There is sadness in “Last Licks,” especially when Kirby writes “Everything is harder have you noticed? / Nothing works anymore or it’s a fluke” (55). But any sort of anger or frustration is offset with love, toward which the poem builds: the tender memory of burying a beloved cat, and the love of the speaker’s mother caring for her four children.

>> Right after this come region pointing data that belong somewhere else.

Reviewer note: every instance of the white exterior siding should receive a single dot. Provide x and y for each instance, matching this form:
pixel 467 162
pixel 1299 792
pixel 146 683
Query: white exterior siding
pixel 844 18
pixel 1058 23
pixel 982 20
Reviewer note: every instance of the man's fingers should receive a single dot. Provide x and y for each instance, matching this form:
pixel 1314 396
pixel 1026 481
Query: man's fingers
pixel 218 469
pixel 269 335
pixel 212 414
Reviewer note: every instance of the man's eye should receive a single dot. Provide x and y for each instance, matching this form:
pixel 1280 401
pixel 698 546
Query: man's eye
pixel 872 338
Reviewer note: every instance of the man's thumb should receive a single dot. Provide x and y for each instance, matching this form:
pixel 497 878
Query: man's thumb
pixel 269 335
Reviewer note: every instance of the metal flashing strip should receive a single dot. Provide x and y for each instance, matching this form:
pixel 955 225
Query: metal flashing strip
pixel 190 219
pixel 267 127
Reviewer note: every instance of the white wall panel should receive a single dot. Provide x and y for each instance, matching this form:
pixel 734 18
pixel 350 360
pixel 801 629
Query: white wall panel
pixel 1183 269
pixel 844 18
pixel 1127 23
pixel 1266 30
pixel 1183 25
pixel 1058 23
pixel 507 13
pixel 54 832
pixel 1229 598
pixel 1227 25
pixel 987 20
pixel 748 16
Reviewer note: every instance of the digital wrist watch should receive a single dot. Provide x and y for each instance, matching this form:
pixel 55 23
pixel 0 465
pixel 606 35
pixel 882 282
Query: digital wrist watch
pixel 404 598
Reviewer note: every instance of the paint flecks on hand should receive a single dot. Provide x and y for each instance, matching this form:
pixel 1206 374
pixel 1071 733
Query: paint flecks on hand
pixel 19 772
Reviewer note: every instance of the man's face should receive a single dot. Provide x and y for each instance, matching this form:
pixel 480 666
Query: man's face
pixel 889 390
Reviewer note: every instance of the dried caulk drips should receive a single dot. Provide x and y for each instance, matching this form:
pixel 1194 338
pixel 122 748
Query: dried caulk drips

Though it runs ten pages, the poem ends with the narrator never having left the house:

. . . Wish I was going to or doing
Something else, that’s not true. I simply
No longer imagine. No longer peel
 
Potatoes, just smash them skins

On air-fry until they crunch . . .(58)

The enjambment of “No longer imagine. No longer peel” is almost a protest by the time it appears in the poem, more an understanding that there is no longer a self to be invented, no mask to peel off at the end of a day being out in the world that may never fully understand the person you are, or you it. Kirby is just smashing themself into the space that is and biting down on what is.

While KFB exists primarily as a press now, Kirby is still all about building community. The Fertile Festival of New and Inventive Works, an event that had its genesis at a KFB pop-up at The Great Escape Bookstore, celebrated its third iteration in summer 2024 at an event in Dundas, Ontario. Like the narrator in She, Kirby takes to the spaces on the edge where poetry thrives and builds from what is something remarkable and new. She is remarkable too, the testament of a poet who has mastered form in a way that connects directly to emotion, directly to Canada’s shifting cultural landscape.

— Robert Colman is a Newmarket, Ontario-based poetry, critic, and essayist. His most recent collection of poems is Ghost Work (Palimpsest Press, 2024).